New Malware Binds to macOS with API Calls
The new malware is distributed through a cryptocurrency application, which can be side loaded onto macOS through the Web. Malicious code will not be installed simply by visiting a website. Infected machines opt in to installing sketchy software, which most people would avoid.
If you’re on the bleeding edge of cryptocurrency, you want to double check that any apps you install are legit. The app in question was not signed by a developer, and macOS raised the appropriate warning. If you download apps outside of the AppStore, make sure they come from a reputable developer.
The current infection process starts when a user downloads and runs a file called UnionCryptoTrader.dmg. Apart from a dire warning from macOS, the installer looks like any other macOS app. Even today, with this malware being known, most anti-malware apps can’t detect it.
Once installed, the malware uses a rather clever process to stay hidden from security software and experts alike. According to macOS security expert Patrick Wardle, the following steps are executed:
- move a hidden plist (.vip.unioncrypto.plist) from the application’s Resources directory into /Library/LaunchDaemons
- set it to be owned by root
- create a /Library/UnionCrypto directory
- move a hidden binary (.unioncryptoupdater) from the application’s Resources directory into /Library/UnionCrypto/
- set it to be executable
- execute this binary (/Library/UnionCrypto/unioncryptoupdater)
The final result of this process is that “unioncryptoupdater” is installed as a persistent in-memory process. From here, it can survive reboot cycles.

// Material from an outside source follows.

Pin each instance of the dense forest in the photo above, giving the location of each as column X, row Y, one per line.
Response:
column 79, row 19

The process itself isn’t the entire payload. Using a remote API call, the in-memory process is able to execute code from an external Internet source. This allows the hackers to alter the payload as they see fit. It’s a remarkably flexible form of malware, with an in-memory stub permanently installed on the infected machine. From here, hackers can run a variety of payloads. They essentially created an almost-invisible back door into your Macintosh.
How to Avoid and Fix Unioncryptoupdater Malware
The best way to avoid the unioncryptoupdater malware is to avoid apps that raise warnings. If macOS is telling you an app may be dangerous, don’t install it. Many popular macOS apps, such as Ableton Live 10, are not sold in the App Store. Apps like this are clearly not malware. When installed, macOS gives the user a soft warning, but since the code is signed by a legitimate developer, it’s a safe app.
If you install UnionCryptoTrader.dmg from some dubious cryptocurrency website, macOS will issue dire warnings. Listen to your Mac. Don’t install malware.
If UnionCryptoTrader.dmg has already infected your machine, you should take it into the Apple Store or a cyber security expert. You can check if your Mac is infected by searching for the following file: /Library/LaunchDaemons/vip.unioncrypto.plist. If this file is on your system, you’re likely infected.
The good news is that security experts have scared off the North Korean hackers, for now. They took down the remote piece of the exploit, which renders the payload ineffective. Unfortunately, they can re-deploy the remote payload when people move on and forget about this malware.
In general, it’s never a good idea to download software from unknown sources. macOS warns users about software from untrusted developers. Heed the warnings, and you will be fine. Although macOS is an extremely secure operating system, those who wish to step outside of Apple’s walled garden should proceed with care.